咱就说,1932年海南母瑞山那阵子,琼崖红军的日子过得比黄连还苦。
山外头陈济棠派的陈汉光带着3000多号人,把山围得跟铁桶似的。
这家伙狠到啥程度?村庄烧成白地,粮食抢光烧光,连水井都往里投毒,菜苗都不给留。
母瑞山脚下修了一圈连环碉堡,铁丝网拉得密不透风,摆明了要把山上的红军活活困死。
琼崖红军独立师师长王文宇,那时候已经被逼得躲进了原始森林。
大腿上挨了一枪,贯穿伤,在潮得能拧出水的林子里泡着,没有药,伤口烂得能看见骨头。
身边就剩个警卫员王信,俩人缩在山洞里,白天不敢生火(怕烟飘出去暴露),夜里也不敢生火(怕火光被搜山的看见)。
吃树皮,喝石头缝里的渗水,偶尔摸到几个野果子算开荤。
断粮第七天,王文宇实在扛不住了。
他把身上最后一块怀表塞给王信,说:“下山找点吃的,顺便联系组织。
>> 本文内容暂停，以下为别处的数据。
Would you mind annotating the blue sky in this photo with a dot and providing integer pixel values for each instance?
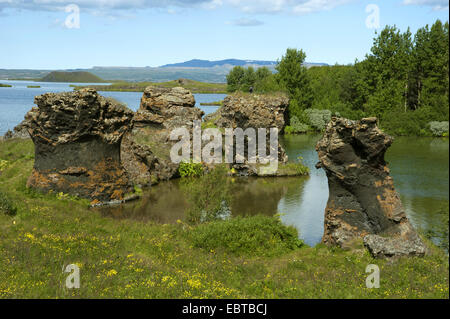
(34, 33)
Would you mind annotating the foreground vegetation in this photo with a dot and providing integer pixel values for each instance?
(404, 81)
(252, 257)
(191, 85)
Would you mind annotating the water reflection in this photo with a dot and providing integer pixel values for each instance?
(419, 167)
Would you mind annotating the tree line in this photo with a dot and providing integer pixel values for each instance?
(403, 81)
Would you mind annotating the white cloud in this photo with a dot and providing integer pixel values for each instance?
(245, 22)
(435, 4)
(247, 6)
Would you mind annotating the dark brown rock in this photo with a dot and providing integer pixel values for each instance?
(253, 111)
(77, 138)
(146, 149)
(362, 199)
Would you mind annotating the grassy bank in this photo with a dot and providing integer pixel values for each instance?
(191, 85)
(249, 257)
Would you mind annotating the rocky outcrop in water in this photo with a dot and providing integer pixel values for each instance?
(146, 149)
(77, 137)
(362, 200)
(253, 111)
(20, 131)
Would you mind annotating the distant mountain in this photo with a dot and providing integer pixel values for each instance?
(198, 70)
(74, 76)
(196, 63)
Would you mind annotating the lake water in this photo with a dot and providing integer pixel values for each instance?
(419, 166)
(17, 100)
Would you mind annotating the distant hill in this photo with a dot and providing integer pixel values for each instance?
(75, 76)
(196, 63)
(198, 70)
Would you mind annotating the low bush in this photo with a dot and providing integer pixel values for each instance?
(190, 169)
(208, 196)
(439, 128)
(318, 119)
(6, 205)
(296, 126)
(255, 235)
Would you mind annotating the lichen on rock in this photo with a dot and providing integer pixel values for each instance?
(362, 200)
(253, 111)
(146, 149)
(77, 138)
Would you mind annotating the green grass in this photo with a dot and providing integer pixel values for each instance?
(191, 85)
(131, 259)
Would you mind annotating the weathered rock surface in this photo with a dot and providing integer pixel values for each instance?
(77, 137)
(253, 111)
(20, 131)
(146, 149)
(362, 201)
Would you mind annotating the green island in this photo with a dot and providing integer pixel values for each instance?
(403, 81)
(257, 257)
(191, 85)
(216, 103)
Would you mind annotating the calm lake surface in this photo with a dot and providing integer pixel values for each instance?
(419, 166)
(17, 100)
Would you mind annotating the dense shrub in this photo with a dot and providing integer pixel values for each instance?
(317, 119)
(208, 195)
(296, 126)
(256, 235)
(439, 128)
(6, 205)
(190, 169)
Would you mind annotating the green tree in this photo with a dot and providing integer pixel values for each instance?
(235, 79)
(292, 75)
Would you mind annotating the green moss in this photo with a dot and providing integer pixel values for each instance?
(73, 76)
(129, 259)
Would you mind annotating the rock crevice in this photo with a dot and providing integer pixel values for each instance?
(77, 138)
(362, 200)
”王信揣着表,沿着山脊摸了下去。
王文宇在洞里等了一整天。
饿得头昏眼花,伤口疼得浑身发抖,可他满脑子都是王信能不能平安回来。
外面下着冷雨,洞壁全是湿漉漉的青苔,他裹着破军毯蜷在角落,耳朵竖得老高,连鸟叫都听得清清楚楚。
结果等来的不是粮食,是乱哄哄的脚步声。
洞口被黑洞洞的枪口堵死了,王文宇挣扎着要站起来,一眼看见王信站在敌人后面——穿着敌军的新军装,腰间别着银元袋,眼神躲躲闪闪,不敢看他。
王信下山后没找群众,也没找组织,直接拐进了陈汉光的指挥部。
吃的、钱、命,这三道坎他全没迈过去。叛变后为了表忠心,亲手把敌人领到了藏身洞口,手指头往山洞一指的时候,连犹豫都没犹豫。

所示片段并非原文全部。